丰刚毅自幼便在武当山学艺,随后拜在八师傅冯君阳下,见到严师,向来犹似耗子见猫一般,压抑既久,独自闯荡江湖,竟加倍的狂傲自大起来。冯君阳脾性冲动暴躁,难得跟弟子们说些做人处世的道理,不免少了教诲。丰刚毅自己受挫,那是宁死不屈,但见义妹痛楚难当,登时再也不敢倔强,站起身来,定了定神,向姜一扬连作了三个揖,道:“姜少侠,方才多多冒犯你老给我义妹解救吧。”

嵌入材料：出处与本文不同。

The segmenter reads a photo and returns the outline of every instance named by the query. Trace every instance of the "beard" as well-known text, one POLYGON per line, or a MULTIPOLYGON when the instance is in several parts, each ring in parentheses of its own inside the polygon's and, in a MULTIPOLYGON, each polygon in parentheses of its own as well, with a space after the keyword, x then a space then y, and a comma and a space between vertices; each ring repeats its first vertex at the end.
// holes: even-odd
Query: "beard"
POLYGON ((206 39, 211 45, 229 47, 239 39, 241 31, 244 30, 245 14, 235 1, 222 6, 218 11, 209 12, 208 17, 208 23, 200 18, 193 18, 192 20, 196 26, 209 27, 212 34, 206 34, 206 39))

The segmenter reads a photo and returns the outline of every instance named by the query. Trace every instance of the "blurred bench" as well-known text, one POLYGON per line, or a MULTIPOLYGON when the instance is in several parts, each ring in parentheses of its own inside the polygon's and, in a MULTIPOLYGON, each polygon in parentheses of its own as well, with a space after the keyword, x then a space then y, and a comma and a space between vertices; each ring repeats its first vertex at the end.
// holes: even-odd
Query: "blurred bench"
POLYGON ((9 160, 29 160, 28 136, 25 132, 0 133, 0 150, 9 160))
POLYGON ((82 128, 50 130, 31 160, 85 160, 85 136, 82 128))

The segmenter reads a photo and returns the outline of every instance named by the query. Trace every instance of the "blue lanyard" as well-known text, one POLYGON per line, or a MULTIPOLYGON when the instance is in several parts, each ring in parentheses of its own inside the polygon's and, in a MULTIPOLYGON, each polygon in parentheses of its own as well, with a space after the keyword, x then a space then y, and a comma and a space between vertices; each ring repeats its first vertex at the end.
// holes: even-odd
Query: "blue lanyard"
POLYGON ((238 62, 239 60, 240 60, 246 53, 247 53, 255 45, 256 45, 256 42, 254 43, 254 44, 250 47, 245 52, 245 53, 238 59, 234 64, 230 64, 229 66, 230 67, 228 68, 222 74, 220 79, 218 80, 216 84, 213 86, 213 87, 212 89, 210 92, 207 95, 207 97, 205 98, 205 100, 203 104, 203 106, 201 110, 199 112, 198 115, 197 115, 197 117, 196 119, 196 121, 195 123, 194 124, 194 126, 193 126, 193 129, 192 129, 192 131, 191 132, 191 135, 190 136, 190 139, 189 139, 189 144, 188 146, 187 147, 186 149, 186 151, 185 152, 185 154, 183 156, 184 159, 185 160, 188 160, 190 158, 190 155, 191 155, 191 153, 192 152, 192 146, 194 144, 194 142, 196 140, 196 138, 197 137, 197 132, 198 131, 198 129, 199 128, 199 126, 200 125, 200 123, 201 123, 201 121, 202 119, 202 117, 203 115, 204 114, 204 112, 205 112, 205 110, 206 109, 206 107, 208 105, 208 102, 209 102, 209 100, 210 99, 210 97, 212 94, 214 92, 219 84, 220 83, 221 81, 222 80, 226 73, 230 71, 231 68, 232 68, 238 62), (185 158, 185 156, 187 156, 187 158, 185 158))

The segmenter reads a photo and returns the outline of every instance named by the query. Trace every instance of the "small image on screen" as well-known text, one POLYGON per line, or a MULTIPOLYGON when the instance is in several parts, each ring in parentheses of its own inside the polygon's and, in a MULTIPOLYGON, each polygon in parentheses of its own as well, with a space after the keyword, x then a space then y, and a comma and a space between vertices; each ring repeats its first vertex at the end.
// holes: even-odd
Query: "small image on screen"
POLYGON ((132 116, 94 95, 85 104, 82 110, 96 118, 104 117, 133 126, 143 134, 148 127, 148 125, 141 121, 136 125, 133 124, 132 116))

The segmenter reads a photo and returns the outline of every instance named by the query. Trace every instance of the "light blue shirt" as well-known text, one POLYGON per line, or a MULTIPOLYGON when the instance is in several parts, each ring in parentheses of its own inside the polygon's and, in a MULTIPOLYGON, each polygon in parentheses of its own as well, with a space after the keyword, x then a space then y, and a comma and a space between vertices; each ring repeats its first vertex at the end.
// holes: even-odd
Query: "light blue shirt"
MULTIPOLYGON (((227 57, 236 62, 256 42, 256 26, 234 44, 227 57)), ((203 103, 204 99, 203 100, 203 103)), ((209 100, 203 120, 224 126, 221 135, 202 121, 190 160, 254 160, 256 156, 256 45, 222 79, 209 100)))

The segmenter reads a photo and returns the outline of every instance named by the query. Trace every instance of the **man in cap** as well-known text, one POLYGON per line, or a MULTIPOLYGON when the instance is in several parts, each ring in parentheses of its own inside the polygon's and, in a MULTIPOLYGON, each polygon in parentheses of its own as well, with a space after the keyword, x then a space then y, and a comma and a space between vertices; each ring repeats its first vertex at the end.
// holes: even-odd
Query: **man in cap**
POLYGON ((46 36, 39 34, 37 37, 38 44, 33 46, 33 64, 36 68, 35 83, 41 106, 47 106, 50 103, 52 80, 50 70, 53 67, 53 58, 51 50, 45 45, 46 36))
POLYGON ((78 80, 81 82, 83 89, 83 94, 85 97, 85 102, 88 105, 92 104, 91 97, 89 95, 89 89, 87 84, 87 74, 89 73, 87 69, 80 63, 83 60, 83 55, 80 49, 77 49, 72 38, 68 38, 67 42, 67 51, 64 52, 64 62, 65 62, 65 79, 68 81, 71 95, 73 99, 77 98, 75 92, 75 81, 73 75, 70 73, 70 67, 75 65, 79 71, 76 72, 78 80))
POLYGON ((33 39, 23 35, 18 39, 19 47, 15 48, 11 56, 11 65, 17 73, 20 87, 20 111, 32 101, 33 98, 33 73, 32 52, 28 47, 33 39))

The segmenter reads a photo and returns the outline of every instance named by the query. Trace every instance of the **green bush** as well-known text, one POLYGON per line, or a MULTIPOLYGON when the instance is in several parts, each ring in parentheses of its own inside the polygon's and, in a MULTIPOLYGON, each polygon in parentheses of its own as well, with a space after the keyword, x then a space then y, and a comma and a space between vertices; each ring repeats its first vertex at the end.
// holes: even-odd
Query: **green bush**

姜一扬见艾静笑得额头汗珠一滴一滴的落下,全身颤抖,嘴唇发紫,知她已受苦不小,走近身去,便要喂服解药施救。艾静怒道:“别碰我,笑死了也不要你救。”姜一扬脸上一红,便把解药扔给了丰刚毅,突然间砰砰两响,两扇板门被人掌力震落,飞进厅来。众人吃了一惊,回头看时,只见厅外缓步走进六人,二男四女。
姜一扬登时一愣,大声道:“白少庄主,你的杀父仇人来了。”
白开朗疑惑的瞧着,这四个女子神态自傲,越走近越觉一股寒气逼人,想必修习的是至阴至寒的内功。
上官玉冷笑道:“总算找到你小子了,呵……这么多人也在啊……”
孟鸿波一脸惊愕,道:“啊……是……是你……”
姜一扬笑道:“由庄主主动来说明那是再好不过。”
上官玉道:“杀了我庄中这么多人就以为逃得了吗?”
姜一扬道:“劳你主动来了,正好。你杀白英博之事,自己说罢。”
众人目光聚集在上官玉身上,上官玉仰天大笑,道:“一群乌合之众,能奈我何?没错,白英博是我杀的,想报仇的就来,正好拿你们试试手!”
一十二急道:“小心她的寒气!大家千万别与她对掌!”
上官玉冷笑道:“哼,早就料到你会叛变,若不是看在你陪本庄练功甚感欢愉,早把你杀了!”
白开朗来孟府本就怒气未消,当下得见杀父仇人,怒气更盛,喝道:“杀人偿命,老婆娘,纳命来!”说罢挥起双剑抢上。